Dabei halten ja die Aschebewahrer im Kern nicht an einer urchristlichen Vorstellung von Kirche fest, sondern an der manchmal irritierenden Gestalt, die diese Organisation vor allem unter den Piuspäpsten im 19. Jahrhundert gewonnen hat und die die Päpste unserer Zeit bis zu Benedikt auf die Spitze getrieben haben. Man sieht, dass es so nicht weitergeht, aber ändern tut sich auch nichts, auch sonderbar.

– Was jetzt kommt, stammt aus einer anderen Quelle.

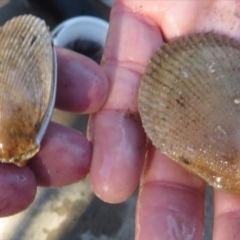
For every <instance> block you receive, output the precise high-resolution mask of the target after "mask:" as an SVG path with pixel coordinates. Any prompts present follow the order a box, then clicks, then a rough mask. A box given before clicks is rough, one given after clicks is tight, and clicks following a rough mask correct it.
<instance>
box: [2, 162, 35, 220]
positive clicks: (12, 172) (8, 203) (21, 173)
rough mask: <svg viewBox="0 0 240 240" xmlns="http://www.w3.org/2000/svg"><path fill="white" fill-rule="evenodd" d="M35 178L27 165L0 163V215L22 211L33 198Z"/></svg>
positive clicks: (29, 202) (2, 215)
mask: <svg viewBox="0 0 240 240" xmlns="http://www.w3.org/2000/svg"><path fill="white" fill-rule="evenodd" d="M36 186H37V185H36V179H35V177H34V174H33V173H32V171H31V170H30V169H29V168H28V167H27V166H25V167H22V168H19V167H16V166H13V165H10V164H9V165H8V164H0V192H1V194H0V203H1V204H0V217H6V216H10V215H13V214H15V213H18V212H20V211H23V210H24V209H26V208H27V207H28V206H29V205H30V204H31V203H32V202H33V200H34V197H35V194H36Z"/></svg>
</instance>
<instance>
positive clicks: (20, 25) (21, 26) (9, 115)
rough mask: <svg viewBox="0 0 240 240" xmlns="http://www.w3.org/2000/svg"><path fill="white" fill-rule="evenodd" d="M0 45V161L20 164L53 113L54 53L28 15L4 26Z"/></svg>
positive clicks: (39, 141)
mask: <svg viewBox="0 0 240 240" xmlns="http://www.w3.org/2000/svg"><path fill="white" fill-rule="evenodd" d="M0 45H1V50H0V161H1V162H6V163H14V164H16V165H18V166H22V165H24V164H25V163H26V161H27V160H28V159H29V158H31V157H32V156H33V155H34V154H36V153H37V152H38V150H39V147H40V142H41V139H42V137H43V134H44V132H45V130H46V128H47V124H48V122H49V120H50V118H51V114H52V111H53V106H54V99H55V92H56V65H55V61H56V60H55V50H54V47H53V45H52V40H51V34H50V32H49V30H48V28H47V26H46V24H45V22H44V21H42V20H41V19H39V18H37V17H34V16H32V15H23V16H19V17H16V18H13V19H12V20H10V21H8V22H6V24H5V25H4V26H3V27H1V28H0Z"/></svg>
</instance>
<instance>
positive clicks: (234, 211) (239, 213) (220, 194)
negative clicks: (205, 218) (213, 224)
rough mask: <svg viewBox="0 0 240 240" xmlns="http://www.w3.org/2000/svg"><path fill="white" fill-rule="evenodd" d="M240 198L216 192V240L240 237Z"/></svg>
mask: <svg viewBox="0 0 240 240" xmlns="http://www.w3.org/2000/svg"><path fill="white" fill-rule="evenodd" d="M239 229H240V196H234V195H232V194H227V193H224V192H222V191H220V190H215V195H214V228H213V239H214V240H225V239H228V240H234V239H239V236H240V230H239Z"/></svg>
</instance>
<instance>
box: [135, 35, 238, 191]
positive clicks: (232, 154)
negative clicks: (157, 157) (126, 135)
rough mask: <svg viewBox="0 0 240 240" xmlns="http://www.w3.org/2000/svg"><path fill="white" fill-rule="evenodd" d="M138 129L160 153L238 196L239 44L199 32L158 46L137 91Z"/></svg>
mask: <svg viewBox="0 0 240 240" xmlns="http://www.w3.org/2000/svg"><path fill="white" fill-rule="evenodd" d="M139 111H140V115H141V119H142V122H143V126H144V129H145V131H146V133H147V135H148V137H149V138H150V140H151V141H152V143H153V145H155V146H156V147H157V148H158V149H159V150H161V152H163V153H165V154H166V155H167V156H169V157H170V158H172V159H173V160H175V161H176V162H178V163H179V164H181V165H183V166H184V167H185V168H187V169H188V170H190V171H192V172H194V173H196V174H197V175H199V176H200V177H202V178H203V179H205V180H206V181H207V182H208V183H209V184H211V185H213V186H215V187H217V188H222V189H224V190H226V191H228V192H233V193H237V194H240V43H239V42H238V41H237V40H234V39H231V38H228V37H227V36H223V35H219V34H214V33H203V34H193V35H190V36H185V37H182V38H178V39H176V40H174V41H172V42H170V43H168V44H165V45H163V47H162V48H160V49H158V50H157V52H156V53H155V54H154V55H153V57H152V58H151V60H150V62H149V64H148V66H147V69H146V73H145V75H144V76H143V79H142V82H141V85H140V90H139Z"/></svg>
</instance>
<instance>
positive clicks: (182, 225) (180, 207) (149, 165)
mask: <svg viewBox="0 0 240 240" xmlns="http://www.w3.org/2000/svg"><path fill="white" fill-rule="evenodd" d="M147 159H148V160H147V164H146V166H145V168H144V174H143V177H142V181H141V186H140V190H139V200H138V204H137V216H136V240H144V239H161V240H165V239H166V240H168V239H179V240H186V239H195V240H200V239H201V240H202V235H203V219H204V192H205V191H204V190H205V183H204V182H203V181H202V180H201V179H199V178H198V177H196V176H193V175H192V174H190V173H189V172H187V171H186V170H184V169H183V168H182V167H180V166H179V165H177V164H176V163H175V162H173V161H172V160H170V159H168V158H167V157H166V156H164V155H163V154H161V153H160V152H159V151H157V150H155V148H153V147H151V148H150V150H149V152H148V158H147Z"/></svg>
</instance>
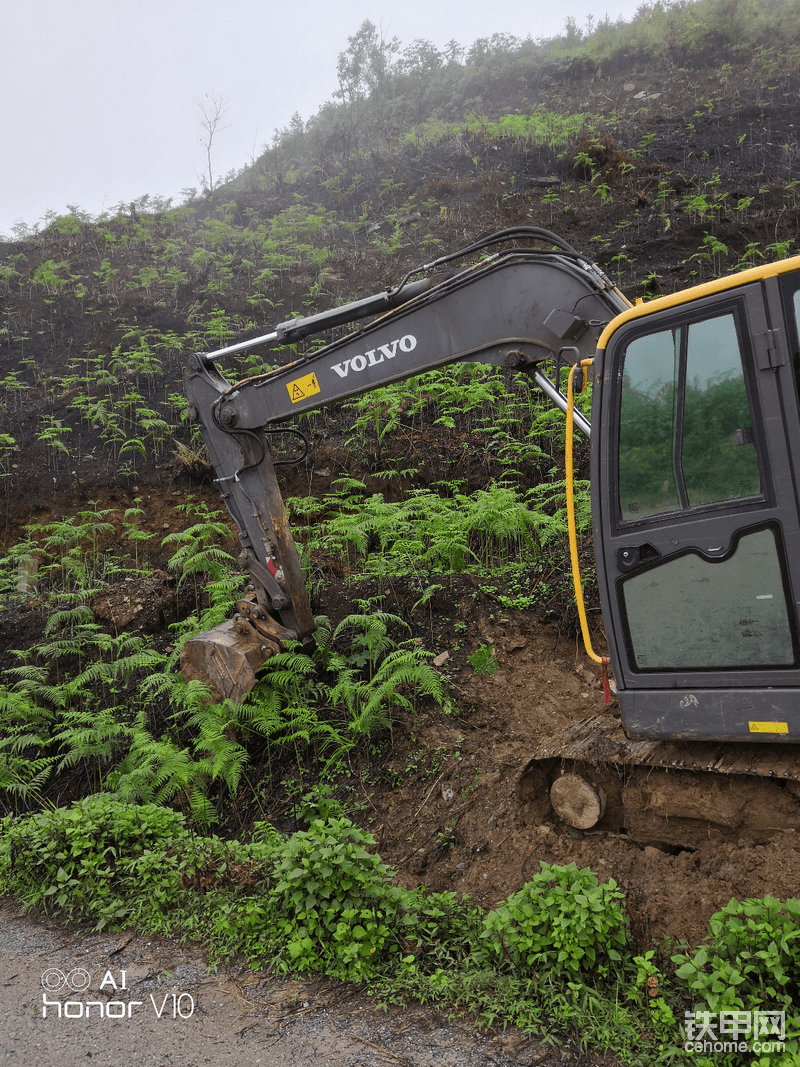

Vielleicht muss doch die Kraft des beharrlichen Anrennens an harte, wenn auch immer brüchiger werdende Mauern, immer weiter geübt werden, damit der Hl. Geist sich wieder Bahn brechen kann. Immerhin, wer hätte vor zwanzig Jahren damit gerechnet, dass deutsche Bischöfe sich auch öffentlich kritisch zu römischen Verlautbarungen stellen, nachdem die Ergebnisse der Würzburger Synode mehr oder weniger sang- und klanglos versickert sind. Man muss sich vielleicht immer wieder Mut machen: wir müssen was tun, damit sich was tut.
Katharina Nowak
Author: Katharina Nowak
Katharina Nowak ist Diplom Theologin. Sie studierte in Bonn und arbeitet seit 2009 als theologische Assistentin bei der Katholischen Citykirche Wuppertal.